John D. Cook wrote a great explanation of why this is the case, but I wanted to write a slightly deeper explanation for those who have no prior experience with queuing theory.

Services as Queues

The argument for why latency degrades so badly at 80% follows directly from the results of queuing theory. We can start to understand this by first understanding how a service like a web application can be modelled using queuing theory.

For the purpose of this discussion, we’ll assume that we are interested in measuring the latency of a web application - the service - and that we are running that application on a single server. Requests arrive at the service and are processed as quickly as possible. If the service is too busy processing other requests when a new request arrives, then that request waits in the queue until the service can process it. For simplicity, we’ll assume that the queue is unbounded and that once a request is in the queue, the only way it can leave is by getting processed by the service.

The simplest queue model we can ascribe to our service is the \(M/M/1\) model. This notation is called Kendall’s notation and takes the general form \(A/S/c\), where \(A\) is the arrival process, \(S\) is the service time distribution and \(c\) is the number of servers.

Our fictional service has only one server hence \(c = 1\). The \(M\) in the model stands for Markov. The Markovian arrival process describes a Poisson process, that is a process where the time between each arrival and the next (the inter-arrival time) is exponentially-distributed with parameter \(\lambda\). The Markovian service time distribution has service times exponentially-distributed with parameter \(\mu\).

Queue Utilisation

We define service utilisation as the percentage of time the service is busy serving requests. For \(M/M/1\) queues, the utilisations is given by \(\rho = \lambda / \mu\). The queue is only stable when \(\rho < 1\). This makes intuitive sense; if there are more arrivals than can be processed by the server, then the queue will grow indefinitely.

Calculating Latency

Little’s Law is one of the most interesting results from queuing theory. Put simply it states that the average number of customers in a stable system (\(L\)) is equal to the arrival rate (\(\lambda\)) multiplied by the average time a customer spends in the system (\(W\)):

\[L = \lambda W\]

The average time a customer spends in the system is equivalent to the average latency a customer will see. This value is a combination of the average service time and the average time spent waiting in the queue.

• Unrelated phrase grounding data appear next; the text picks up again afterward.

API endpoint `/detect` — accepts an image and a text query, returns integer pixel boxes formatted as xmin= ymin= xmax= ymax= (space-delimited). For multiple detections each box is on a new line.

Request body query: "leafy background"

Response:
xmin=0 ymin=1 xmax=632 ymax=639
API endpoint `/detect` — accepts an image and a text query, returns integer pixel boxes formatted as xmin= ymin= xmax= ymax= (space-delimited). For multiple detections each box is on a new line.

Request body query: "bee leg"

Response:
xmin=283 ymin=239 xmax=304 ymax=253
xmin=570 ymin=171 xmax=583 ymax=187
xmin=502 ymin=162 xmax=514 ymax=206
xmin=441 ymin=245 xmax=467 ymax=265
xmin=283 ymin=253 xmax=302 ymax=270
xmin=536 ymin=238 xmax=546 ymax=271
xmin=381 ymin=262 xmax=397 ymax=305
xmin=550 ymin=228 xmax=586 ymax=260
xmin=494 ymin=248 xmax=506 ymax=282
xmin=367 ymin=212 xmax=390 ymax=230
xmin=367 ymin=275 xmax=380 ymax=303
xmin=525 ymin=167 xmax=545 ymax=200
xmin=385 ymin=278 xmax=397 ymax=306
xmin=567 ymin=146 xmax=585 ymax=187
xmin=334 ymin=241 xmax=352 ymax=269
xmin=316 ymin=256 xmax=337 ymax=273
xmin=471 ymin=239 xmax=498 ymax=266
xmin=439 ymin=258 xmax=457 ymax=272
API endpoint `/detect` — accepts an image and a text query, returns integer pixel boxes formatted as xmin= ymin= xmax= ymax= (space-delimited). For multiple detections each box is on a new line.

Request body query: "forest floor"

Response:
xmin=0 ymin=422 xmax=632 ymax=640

Intuitively we should realise that, in a running system, the average service time is broadly fixed and that latency variations typically stem from variations in the wait time.

Since we are interested in calculating latency and not the average number of customers in the system, we can rearrange Little’s Law to put the latency (\(W\)) on the left-hand side:

\[W = \frac{L}{\lambda}\]

So now, if we know the average number of customers in the system, we can calculate the wait time. The mean number of customers in an \(M/M/1\) queue is given by:

\[\frac{\rho}{1 - \rho}\]

Deriving this equation from first principles is beyond the scope of this blog, but it follows from the steady-state probabilities of the Markov chain describing the process. You can find a good description of the maths behind this here.

Reminding ourselves that \(\rho = \lambda / \mu\):

\[W = \frac{\frac{\rho}{1 - \rho}}{\lambda} = \frac{\rho}{\lambda (1 - \rho)} = \frac{1 / \mu}{1 - \rho} = \frac{1}{\mu - \lambda}\]

So now we have a simple formula that relates latency to the arrival rate and the service rate, but what we really want is a formula relating utilisation to latency. To do this, recognise that \(\lambda = \rho \mu\):

\[W = \frac{1}{\mu - \lambda} = \frac{1}{\mu - \rho \mu} = \frac{1}{\mu (1 - \rho)}\]

As discussed, we can assume that \(\mu\) is constant for a running system and that the main contribution to changes in service utilisation will come from changes in the arrival rate. Thus the latency is proportional to \(1/(1 - \rho)\). If we plot this, we can see a sharp uptick in latency when utilisation hits around 80% after which the latency tends towards infinity as the utilisation tends towards to 100%.

Plotting Latency vs. Utilisation


Once service utilisation exceeds 80%, latencies suffer dreadfully. To avoid being surprised by disastrous latencies in production systems, it’s important to monitor utilisation and take action as it approaches the 80% danger zone.

When testing system performance, loading a system much beyond the 80% utilisation mark will likely result in latencies that are wildly unacceptable. Load that system at close to 100% and you should expect to wait quite some time to see your tests complete!